Für mich als typischen SPS-Programmierer ist der Gedanke der hinter Beckhoff steht, derart revolutionär, dass ich es derzeit noch gar nicht fassen kann bzw. realisiere.

*ABER*

Gibt es einen Haken, den mir aber noch keiner gesagt hat ? 

Was spricht gegen Hardware (PC) die weltweit millionenfach im Einsatz ist und von jeder Hausfrau damit auch getestet wird ?

Warum eine € 2000,-- CPU verwenden, die eine teure Eigenentwicklung ist (SPS'en sind im Vergleich zu PC's sicher eher Kleinserien..), wenn ein wirklich guter IPC weitaus günstiger zu haben ist ?

Ich ersuche um eine emotionslose und sachlich kompetente Diskussion um eine Entscheidung treffen zu können.

Danke


----------



## zotos (13 Januar 2007)

Benutz mal die "Suchfunktion" mit dem begriff Codesys. :-D


----------



## zotos (13 Januar 2007)

MarkusP schrieb:


> ...
> Gibt es einen Haken, den mir aber noch keiner gesagt hat ?
> 
> Was spricht gegen Hardware (PC) die weltweit millionenfach im Einsatz ist und von jeder Hausfrau damit auch getestet wird ?
> ...



Das mit der emotionslosen Diskusion kannst Du wenn es um Soft-SPSen geht vergessen. 

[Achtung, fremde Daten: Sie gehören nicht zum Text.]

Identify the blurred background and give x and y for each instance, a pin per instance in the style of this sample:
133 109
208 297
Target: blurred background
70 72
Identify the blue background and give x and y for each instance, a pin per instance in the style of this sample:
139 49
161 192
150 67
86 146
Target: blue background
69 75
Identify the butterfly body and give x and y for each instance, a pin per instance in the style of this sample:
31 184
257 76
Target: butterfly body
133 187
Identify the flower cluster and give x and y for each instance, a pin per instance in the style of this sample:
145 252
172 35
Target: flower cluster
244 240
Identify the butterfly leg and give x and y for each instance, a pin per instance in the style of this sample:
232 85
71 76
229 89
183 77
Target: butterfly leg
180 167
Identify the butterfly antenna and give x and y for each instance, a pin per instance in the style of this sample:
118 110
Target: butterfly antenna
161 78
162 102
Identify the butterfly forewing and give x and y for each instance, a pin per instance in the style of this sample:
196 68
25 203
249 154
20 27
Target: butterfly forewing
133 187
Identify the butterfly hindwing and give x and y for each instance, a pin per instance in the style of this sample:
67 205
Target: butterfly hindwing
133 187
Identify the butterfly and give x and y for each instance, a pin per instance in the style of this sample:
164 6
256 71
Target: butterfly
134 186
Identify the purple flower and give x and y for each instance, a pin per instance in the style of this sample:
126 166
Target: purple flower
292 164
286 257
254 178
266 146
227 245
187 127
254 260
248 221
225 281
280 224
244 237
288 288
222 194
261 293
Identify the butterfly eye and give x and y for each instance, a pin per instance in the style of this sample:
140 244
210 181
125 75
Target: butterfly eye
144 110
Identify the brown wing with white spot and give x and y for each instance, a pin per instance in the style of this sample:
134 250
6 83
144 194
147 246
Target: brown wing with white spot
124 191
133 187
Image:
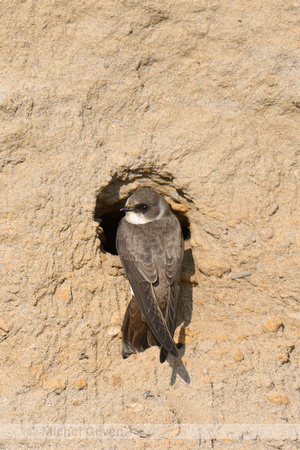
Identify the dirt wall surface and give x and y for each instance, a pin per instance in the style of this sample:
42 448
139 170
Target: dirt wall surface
200 100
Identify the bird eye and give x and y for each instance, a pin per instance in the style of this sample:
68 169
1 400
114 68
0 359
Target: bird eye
142 207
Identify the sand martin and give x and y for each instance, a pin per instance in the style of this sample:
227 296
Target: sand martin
150 245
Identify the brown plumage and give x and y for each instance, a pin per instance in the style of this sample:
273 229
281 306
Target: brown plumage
150 246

Also zu Entwicklungsumgebung CoDeSys (bzw TwinCAT) die ist nun wirklich gut und ist nicht auf eine Soft-SPS beschränkt. Es gibt eine vielzahl an Hersellern die auch kleine SPSen anbieten die mit CoDeSys Programmiert werden. Andere Hersteller aus dem Bereich der Antriebstechnik bauen eine SPS-funktionalität in die Antriebssteuerungen ein und so kann man sich bei manchen "Projekten das geld für die SPS sparen und alles aus einem Guss gestallten. 
Das schöne daran ist das der Code wiederverwendbarer  ist wenn Du heute eine Aufgabe mit Intralogic (Bosch-Rexroth) und morgen vielleicht eine ähnliche Aufgabe mit Wago oder Moeller lösen musst/willst.

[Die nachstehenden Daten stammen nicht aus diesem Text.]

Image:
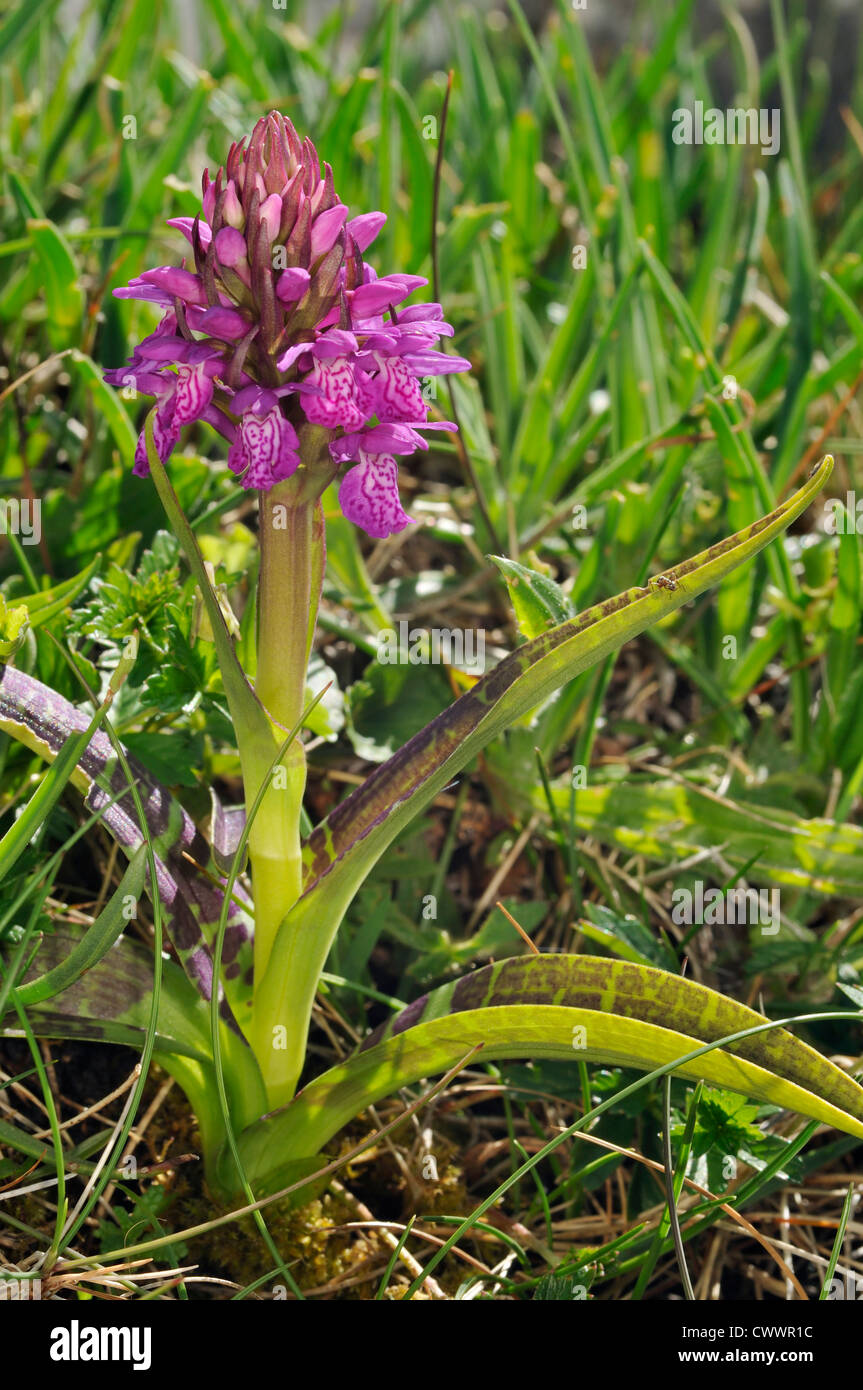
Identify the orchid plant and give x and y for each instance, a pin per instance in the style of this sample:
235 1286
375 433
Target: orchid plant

Bei Dir geht es ja aber um die Soft-SPS und den Einsatz von PCs als SPS.
Da haben wir wie gesagt von ein paar Tagen drüber gesprochen siehe hier->Link.

Stichpunkte:

- Die Soft SPS läuft stabil und sehr schnell eine vergleich bar schnelle konventionelle SPS kostet ein vielfaches.

- Viele Maschinen benötigen eh einen PC für die VISU, etc.

- Wenn es die "baugleiche" Hardware nicht mehr gibt dann ist das bis her kein großes Problem. Wir haben die ersten Maschinen schon mit WinNT auf 200MHz Pentium laufen gehabt und die ersetzen wir zur Not auch gegen einen neuen Rechner mit WinXP. Ich denke das hinter dem Produkt große hersteller stehen und dies auch langfristig lösungen geben wird. Wenn mal einestages der x86 Rechner aussterben sollte... CoDeSys läuft auf recht vielen Prozessortypen und da werden auch noch welche dazu kommen (vermute ich).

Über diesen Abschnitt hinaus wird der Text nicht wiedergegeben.